Effect of oxcarbazepine on bone mineral density and biochemical markers of bone metabolism in patients with epilepsy

Abstract

Antiepileptic drugs (AEDs) may cause adverse effects on bone metabolism and bone mineral density (BMD). The aim of this study is to determine the effect of oxcarbazepine (OXC) monotherapy on biochemical markers of bone metabolism and BMD in epilepsy patients. Forty-one new onset drug naïve epilepsy patients were recruited (19 females, 22 males; mean age: 28.2±8.4 years). We measured biochemical markers of bone metabolism (serum calcium, phosphate, bone alkaline phosphatase, parathyroid hormone, osteocalcin, insulin-like growth factor (IGF)-1, C-telopeptide, Vitamin D3 levels) and BMD by DEXA (dual energy X-ray absorptiometry) method in all patients before and after a long-term OXC monotherapy.

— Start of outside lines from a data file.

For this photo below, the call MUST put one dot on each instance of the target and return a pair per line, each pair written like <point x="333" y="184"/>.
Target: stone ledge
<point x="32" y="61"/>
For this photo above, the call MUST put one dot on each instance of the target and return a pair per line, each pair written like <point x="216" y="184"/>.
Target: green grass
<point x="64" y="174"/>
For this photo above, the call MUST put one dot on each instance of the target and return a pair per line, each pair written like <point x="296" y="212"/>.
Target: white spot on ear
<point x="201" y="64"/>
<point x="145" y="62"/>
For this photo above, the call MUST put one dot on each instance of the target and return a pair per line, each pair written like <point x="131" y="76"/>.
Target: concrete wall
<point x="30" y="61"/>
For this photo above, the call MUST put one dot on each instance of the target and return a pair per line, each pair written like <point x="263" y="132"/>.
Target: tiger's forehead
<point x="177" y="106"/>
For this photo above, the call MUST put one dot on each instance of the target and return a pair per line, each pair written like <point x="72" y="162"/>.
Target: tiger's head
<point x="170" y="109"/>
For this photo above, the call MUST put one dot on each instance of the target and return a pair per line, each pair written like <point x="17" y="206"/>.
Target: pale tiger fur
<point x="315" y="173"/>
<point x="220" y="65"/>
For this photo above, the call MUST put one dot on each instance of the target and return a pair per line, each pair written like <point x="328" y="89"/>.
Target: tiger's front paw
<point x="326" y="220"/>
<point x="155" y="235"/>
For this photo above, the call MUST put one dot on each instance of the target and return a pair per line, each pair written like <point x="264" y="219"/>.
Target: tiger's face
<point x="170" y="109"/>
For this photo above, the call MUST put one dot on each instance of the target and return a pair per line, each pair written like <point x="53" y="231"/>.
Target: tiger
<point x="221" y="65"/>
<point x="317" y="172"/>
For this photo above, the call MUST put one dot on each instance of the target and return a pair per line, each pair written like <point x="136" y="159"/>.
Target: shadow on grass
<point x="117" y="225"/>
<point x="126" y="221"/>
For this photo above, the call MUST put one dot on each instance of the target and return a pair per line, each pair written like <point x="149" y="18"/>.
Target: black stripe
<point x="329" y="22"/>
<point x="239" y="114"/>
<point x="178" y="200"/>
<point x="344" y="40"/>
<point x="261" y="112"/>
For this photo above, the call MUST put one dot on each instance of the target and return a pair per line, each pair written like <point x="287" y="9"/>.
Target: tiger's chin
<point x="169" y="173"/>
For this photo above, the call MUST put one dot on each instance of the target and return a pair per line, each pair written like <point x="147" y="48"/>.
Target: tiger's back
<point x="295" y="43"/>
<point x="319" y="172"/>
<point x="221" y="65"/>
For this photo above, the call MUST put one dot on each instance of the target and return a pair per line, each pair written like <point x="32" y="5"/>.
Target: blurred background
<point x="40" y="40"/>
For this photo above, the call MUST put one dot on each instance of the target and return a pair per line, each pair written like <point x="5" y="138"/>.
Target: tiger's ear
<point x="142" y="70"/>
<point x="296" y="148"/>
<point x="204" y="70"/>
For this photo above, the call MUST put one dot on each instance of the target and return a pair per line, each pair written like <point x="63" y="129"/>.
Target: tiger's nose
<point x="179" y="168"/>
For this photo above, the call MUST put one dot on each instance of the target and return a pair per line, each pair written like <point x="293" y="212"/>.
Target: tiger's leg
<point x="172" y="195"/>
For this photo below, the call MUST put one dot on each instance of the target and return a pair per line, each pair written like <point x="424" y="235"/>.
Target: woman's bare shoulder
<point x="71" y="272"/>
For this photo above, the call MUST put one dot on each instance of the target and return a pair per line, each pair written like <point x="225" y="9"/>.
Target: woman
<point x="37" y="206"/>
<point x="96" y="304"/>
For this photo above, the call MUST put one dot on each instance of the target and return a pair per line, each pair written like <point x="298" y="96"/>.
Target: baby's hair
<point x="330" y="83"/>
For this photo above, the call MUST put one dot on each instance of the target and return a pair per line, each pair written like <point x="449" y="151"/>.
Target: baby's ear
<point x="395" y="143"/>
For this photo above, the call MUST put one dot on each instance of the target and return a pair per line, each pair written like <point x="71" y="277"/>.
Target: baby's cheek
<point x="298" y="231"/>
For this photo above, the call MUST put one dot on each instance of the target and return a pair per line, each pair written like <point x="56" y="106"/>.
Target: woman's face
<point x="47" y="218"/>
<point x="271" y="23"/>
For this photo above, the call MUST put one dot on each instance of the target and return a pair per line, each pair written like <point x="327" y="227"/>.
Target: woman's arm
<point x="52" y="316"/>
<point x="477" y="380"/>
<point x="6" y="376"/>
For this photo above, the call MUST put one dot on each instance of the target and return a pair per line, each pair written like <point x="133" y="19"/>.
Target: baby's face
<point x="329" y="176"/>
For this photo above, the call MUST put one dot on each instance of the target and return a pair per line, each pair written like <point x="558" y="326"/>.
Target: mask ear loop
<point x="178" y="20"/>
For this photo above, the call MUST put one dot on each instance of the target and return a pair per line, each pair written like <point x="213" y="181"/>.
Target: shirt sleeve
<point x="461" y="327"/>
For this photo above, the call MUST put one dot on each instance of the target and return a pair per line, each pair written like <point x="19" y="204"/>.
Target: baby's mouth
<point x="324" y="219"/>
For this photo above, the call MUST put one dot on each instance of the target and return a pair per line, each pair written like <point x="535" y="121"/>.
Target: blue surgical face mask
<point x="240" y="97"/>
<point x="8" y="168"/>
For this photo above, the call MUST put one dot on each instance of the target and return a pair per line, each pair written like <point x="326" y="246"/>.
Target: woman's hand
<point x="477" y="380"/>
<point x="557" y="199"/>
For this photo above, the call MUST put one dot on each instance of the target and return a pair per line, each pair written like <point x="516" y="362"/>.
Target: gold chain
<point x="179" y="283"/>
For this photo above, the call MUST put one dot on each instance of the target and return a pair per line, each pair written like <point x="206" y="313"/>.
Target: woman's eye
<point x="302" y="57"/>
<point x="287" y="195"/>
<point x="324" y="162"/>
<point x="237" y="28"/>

Most of biochemical markers were not changed significantly, but serum calcium (p=0.0087) and bone specific ALP was reduced (p=0.0499) significantly after OXC monotherapy in epilepsy patients. BMD at the lumbar spine (L2 to L4) was significantly increased after OXC monotherapy (p=0.0001), revealed by repeated measures ANOVA with Bonferroni's correction of confounders including sex, age, average dose, and treatment duration. However, BMD at the lumbar spine (L2 to L4) was significantly increased (p=0.012) only in female patients in each gender analysis. This study demonstrates that a long-term OXC monotherapy does not appear to have harmful effect on bone health in drug naïve epilepsy patients.